As the environmentally friendly alternative to traditional organic solvents, deep eutectic solvents (DESs) have already been utilized in many fields including catalysis, separation and material synthesis because of their excellent features such as simple synthesis, high atomic efficiency, no purification and adjustable structure.

Organic acid-based deep eutectic solvents (DESs) show feasible catalytic desulfurization capacity and selectivity in removing refractory thiophene-type sulfide in the exploration of oxidative desulfurization (ODS). However, their further application is impeded due to the accumulation of organic oxidative products in the organic DES phase, which leads to low recyclability and weak stability by structural damage and hindering their contact with sulfur compounds. Therefore, developing DESs with high catalytic ability and easy recyclability is of utmost importance for realizing ultra-deep ODS.

With zinc chloride (ZnCl₂) and phosphoric acid (PA) as precursors, this study constructed a completely inorganic deep eutectic solvent (IDES) ZnCl₂/PA through the hydrogen bonding (Cl···H─O) and coordination (Zn···O═P), realizing product self-separation and liquid–liquid interface catalysis for ultradeep desulfurization of fuel and for the first time.

It was found that the coordination structure (Zn···O═P) in IDES enhanced the catalytic capacity of the active site ZnCl₂/PA and reduced the activation energy of the reaction, playing a key role in the promotion of high catalytic activity. The oxidizer H₂O₂ was effectively activated and converted into triple Reactive Oxygen Species (ROSs), HO, HO₂ and PA-OOH by the composite active center (Zn···O═P).

The desulfurization efficiency of the IDES, which features superior inorganic and efficient catalytic ability, reached up to 99.9% to thiophene-type sulfide, and the IDES can be reused for at least 15 times without any further treatment in desulfurization process.
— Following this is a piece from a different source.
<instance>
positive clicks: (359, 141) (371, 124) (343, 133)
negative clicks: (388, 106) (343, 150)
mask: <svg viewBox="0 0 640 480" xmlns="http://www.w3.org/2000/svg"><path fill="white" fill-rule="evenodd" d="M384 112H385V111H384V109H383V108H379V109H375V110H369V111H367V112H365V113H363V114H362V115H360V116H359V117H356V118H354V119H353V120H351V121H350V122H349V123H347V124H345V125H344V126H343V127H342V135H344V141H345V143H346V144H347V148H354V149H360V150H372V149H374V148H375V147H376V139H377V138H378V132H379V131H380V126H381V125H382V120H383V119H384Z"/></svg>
At the same time, organic oxidative products realized self-separation at liquid–liquid interface, demonstrating superior catalytic performance and stability among the previously reported DESs for ODS.

This research has not only solved the bottleneck problem of applying DESs to ODS and but also provided more possibilities for catalytic oxidation activity and other relevant fields.